Portanto, considero que os pontos fundamentais da minha hipótese clamam pela existência de uma ética natural, baseada no amor entre água e terra, para ir ao encontro de princípios que respeitem o futuro. Esta outra ética não pode deixar de reconhecer que os princípios naturais foram esculpidos em nosso coração, a partir de um programa de salvação e resgate da vida, pois, quando se vai contra a vida, chega-se ao eticamente intolerável.
O eticamente intolerável estabelece o nosso limite e põe em questão a nossa própria identidade de cidadão. Por outro lado, decidir o que é intolerável nem sempre é fácil. De qualquer forma, não podemos compactuar com a irresponsabilidade e as retóricas vazias.
Ao compartilhar essa hipótese, baseio-me na existência de um conceito psicanalítico que se chama “superego assassino”. Esse superego, como o seu próprio adjetivo indica, muito assustador, desenvolve “regras” e “leis” inconscientes para exterminar o que encontra em seu caminho. Exemplos marcantes são os ataques a populações, ou o que se chama de genocídio.
Se alguém envenena a água de uma cidade — ainda que involuntariamente —, isso é tentativa de genocídio. Se alguém acumula água podre numa barragem e não cuida, e deixa vazar, como fez a famigerada Vale, acaba cometendo genocídio e exterminando cidades inteiras.
Sabemos que a história da humanidade sempre foi pródiga em tolerar muitos extermínios de populações.
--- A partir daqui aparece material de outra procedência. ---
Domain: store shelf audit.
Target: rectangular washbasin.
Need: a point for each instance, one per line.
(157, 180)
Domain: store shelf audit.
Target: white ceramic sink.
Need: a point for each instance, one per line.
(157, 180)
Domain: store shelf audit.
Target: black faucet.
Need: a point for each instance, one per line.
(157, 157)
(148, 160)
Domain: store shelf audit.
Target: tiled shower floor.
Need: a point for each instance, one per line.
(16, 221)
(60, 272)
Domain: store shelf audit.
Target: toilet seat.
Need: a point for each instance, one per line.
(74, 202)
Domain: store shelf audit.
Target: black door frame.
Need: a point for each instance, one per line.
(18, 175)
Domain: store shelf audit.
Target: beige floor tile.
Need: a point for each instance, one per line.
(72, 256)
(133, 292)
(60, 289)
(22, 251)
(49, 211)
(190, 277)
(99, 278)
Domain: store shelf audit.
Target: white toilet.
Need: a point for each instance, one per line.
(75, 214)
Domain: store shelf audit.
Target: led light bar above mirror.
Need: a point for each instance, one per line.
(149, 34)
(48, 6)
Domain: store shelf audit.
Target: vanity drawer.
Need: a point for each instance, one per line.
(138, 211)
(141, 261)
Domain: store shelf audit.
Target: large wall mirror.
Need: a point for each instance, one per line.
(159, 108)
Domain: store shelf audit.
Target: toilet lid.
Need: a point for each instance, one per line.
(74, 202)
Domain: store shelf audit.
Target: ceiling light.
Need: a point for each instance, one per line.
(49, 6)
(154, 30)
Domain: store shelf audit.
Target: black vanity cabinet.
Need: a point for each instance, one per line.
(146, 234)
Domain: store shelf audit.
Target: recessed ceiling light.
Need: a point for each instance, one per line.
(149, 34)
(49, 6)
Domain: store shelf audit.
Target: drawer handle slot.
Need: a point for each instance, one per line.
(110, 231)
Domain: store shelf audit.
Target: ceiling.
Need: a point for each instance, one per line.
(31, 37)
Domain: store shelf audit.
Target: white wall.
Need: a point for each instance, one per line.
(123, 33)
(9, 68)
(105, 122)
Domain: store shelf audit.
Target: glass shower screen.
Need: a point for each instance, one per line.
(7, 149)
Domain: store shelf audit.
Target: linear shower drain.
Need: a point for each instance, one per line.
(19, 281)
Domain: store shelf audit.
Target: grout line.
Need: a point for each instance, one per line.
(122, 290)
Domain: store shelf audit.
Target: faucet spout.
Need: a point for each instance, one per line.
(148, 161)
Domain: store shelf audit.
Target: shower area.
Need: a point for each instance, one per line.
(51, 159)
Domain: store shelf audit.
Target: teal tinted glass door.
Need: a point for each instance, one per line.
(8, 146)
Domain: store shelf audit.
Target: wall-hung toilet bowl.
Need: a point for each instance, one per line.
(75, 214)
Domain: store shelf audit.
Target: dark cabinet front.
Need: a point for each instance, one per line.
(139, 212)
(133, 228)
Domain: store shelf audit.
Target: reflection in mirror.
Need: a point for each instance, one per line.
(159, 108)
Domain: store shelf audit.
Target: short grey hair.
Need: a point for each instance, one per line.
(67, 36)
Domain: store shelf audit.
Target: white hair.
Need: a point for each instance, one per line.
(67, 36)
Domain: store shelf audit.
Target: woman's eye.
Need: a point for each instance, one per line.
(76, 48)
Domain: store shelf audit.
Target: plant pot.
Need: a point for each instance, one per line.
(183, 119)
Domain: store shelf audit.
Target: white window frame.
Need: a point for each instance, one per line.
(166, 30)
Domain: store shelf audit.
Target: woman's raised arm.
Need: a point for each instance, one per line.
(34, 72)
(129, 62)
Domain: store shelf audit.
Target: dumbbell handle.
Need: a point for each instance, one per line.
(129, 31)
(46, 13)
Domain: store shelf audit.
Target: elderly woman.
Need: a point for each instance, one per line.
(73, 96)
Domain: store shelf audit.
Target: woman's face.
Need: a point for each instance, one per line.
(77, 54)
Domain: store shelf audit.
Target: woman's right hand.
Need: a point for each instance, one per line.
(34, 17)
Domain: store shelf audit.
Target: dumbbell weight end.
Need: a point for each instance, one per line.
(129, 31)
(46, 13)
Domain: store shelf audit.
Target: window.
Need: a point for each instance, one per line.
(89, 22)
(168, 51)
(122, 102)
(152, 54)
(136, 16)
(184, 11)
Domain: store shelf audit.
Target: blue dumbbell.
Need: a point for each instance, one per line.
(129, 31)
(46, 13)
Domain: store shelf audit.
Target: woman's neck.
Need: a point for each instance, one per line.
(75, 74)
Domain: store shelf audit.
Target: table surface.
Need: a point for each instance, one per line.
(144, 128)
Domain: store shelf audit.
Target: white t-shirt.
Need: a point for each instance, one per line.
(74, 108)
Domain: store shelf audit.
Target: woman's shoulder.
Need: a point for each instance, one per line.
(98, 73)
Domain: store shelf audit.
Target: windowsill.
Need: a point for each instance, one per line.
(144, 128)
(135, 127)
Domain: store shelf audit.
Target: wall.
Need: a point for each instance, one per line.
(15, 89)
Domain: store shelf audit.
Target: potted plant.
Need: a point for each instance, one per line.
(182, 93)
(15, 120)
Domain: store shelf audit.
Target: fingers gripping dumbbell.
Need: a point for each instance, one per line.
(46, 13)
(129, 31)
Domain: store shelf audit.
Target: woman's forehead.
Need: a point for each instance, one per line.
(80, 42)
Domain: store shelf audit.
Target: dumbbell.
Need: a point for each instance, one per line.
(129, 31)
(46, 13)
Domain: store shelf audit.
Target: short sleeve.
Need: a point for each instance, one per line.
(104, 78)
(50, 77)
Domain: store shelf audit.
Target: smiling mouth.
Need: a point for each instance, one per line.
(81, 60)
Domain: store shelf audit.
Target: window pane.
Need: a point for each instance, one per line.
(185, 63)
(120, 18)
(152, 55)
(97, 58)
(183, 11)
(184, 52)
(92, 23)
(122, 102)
Até que ocorreu o Nazismo, e a existência do Holocausto colocou um novo limiar de intolerabilidade.
O que causou esse corte histórico foi o fato de ele ter sido respaldado por teorias “científicas”, com demanda explícita de consenso público, até mesmo filosófico, e foi propagandeado como modelo planetário.
Aqui, no Brasil, surgiram simpatizantes do Nazismo, e ainda existem muitos, nos mais diversos setores e partidos (inclusive naqueles que se dizem progressistas), e eles continuam usando retóricas e justificativas, posições falsas, que atingem dolorosamente a nossa consciência moral, pondo em risco nossa melhor filosofia, nossa ciência, nossa cultura, nossa capacidade de distinguir entre Bem e Mal.
Portanto, o que se passou e que se transformou no conceito de intolerável não é só o genocídio, mas a sua teorização. Vide o caso do recém-demitido secretário da Cultura. Diante do intolerável, caem as distinções de intenções, boa-fé, erro: há somente a responsabilidade objetiva, portanto, existe o genocídio culposo.
Nazistas que foram a julgamento em Nuremberg tentaram dizer que seguiam ordens, ou que não sabiam de nada. O que Nuremberg fez foi dar a seguinte mensagem: não importa, sinto muito, aqui estamos diante da epifania do intolerável, não valem as velhas leis da humanidade com suas circunstâncias de benevolência atenuantes. Se você fizer algo que é eticamente intolerável, será condenado ao garrote.